PSOE e Unidas Podemos sommano, però, 155 seggi: ne mancano 21 per avere la maggioranza assoluta. Dovranno dunque ottenere l’appoggio o almeno l’astensione di diverse formazioni minori in un parlamento frammentato quanto mai in passato. Il sostegno di Más País è dato per scontato, così come la predisposizione dei nazionalisti baschi del PNV, dei galiziani del BNG, dei regionalisti cantabri e della lista locale ¡Teruel Existe!. Ma sarà indispensabile anche l’astensione degli indipendentisti catalani, che hanno lievemente aumentato i propri consensi in queste elezioni, capitalizzando l’indignazione di buona parte della società catalana per la condanna ai leader indipendentisti per i fatti dell’autunno del 2017.
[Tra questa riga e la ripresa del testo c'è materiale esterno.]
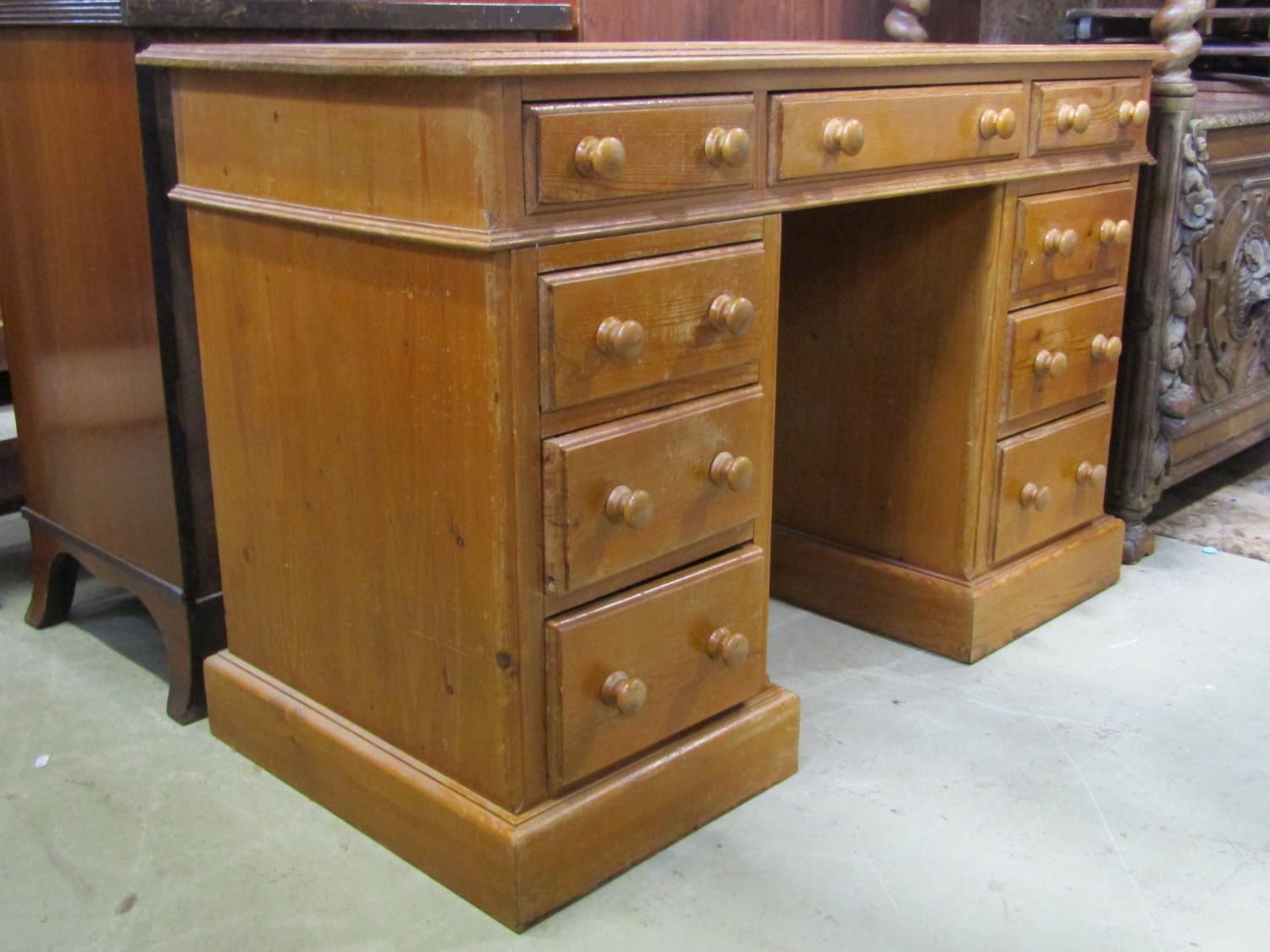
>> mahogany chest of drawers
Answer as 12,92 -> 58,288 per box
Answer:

Nell’eterogeneo fronte indipendentista è da escludere l’acquiescenza degli anticapitalisti della CUP e della destra di Junts per Catalunya (JxCAT), la lista capitanata da Bruxelles dall’ex presidente Carles Puigdemont, che difendono una linea intransigente convinti che il “tanto peggio, tanto meglio” sia utile alla loro causa. Chiave saranno dunque i 13 deputati di Esquerra Republicana de Catalunya (ERC), il partito guidato da Oriol Junqueras, condannato a 13 anni di carcere lo scorso 14 ottobre. In estate ERC si era detta favorevole ad appoggiare un esecutivo progressista: ora la situazione è più complessa sia per la condanna ai leader indipendentisti, sia per la costante lotta per l’egemonia politica in Catalogna tra ERC e JxCAT sia per la difficoltà dei partiti indipendentisti a canalizzare le proteste delle ultime settimane. Per di più, ERC ha perso due deputati rispetto ad aprile per aver difeso una linea più pragmatica con Madrid e potrebbero tenersi nei prossimi mesi elezioni regionali anticipate. L’elettoralismo la potrebbe dunque fare da padrone.
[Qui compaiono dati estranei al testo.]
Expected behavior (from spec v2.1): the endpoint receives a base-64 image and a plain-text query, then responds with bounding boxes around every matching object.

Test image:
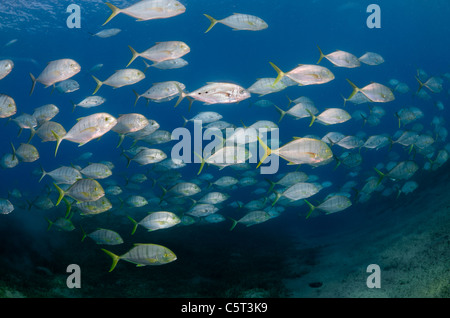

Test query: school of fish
[0,0,450,271]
La crisi catalana continua dunque ad essere il nodo da sciogliere. Fino a che non si tenterà di affrontarlo seriamente – con il dialogo da entrambe le parti; non con i tribunali o l’unilateralismo – la Spagna non uscirà mai da una vera e propria crisi di sistema. Serve coraggio. Su questo si gioca la possibilità che, dopo Lisbona, anche a Madrid si formi un governo di sinistra che abbia come priorità, come esposto nel testo dell’accordo in dieci punti firmato da Sánchez e Iglesias, le politiche sociali, la lotta alle disuguaglianze e alla precarietà, il lavoro, l’ambiente e il femminismo. Le divergenze e le tensioni tra PSOE e Unidas Podemos non mancheranno – soprattutto sulla Catalogna e sulle politiche economiche e fiscali – ma, per ora, l’importante è che il governo si formi. Il resto verrà poi.

di Steven Forti
Professore presso l’Universitat Autònoma de Barcelona e ricercatore presso l’Instituto de História Contemporânea dell’Universidade Nova de Lisboa.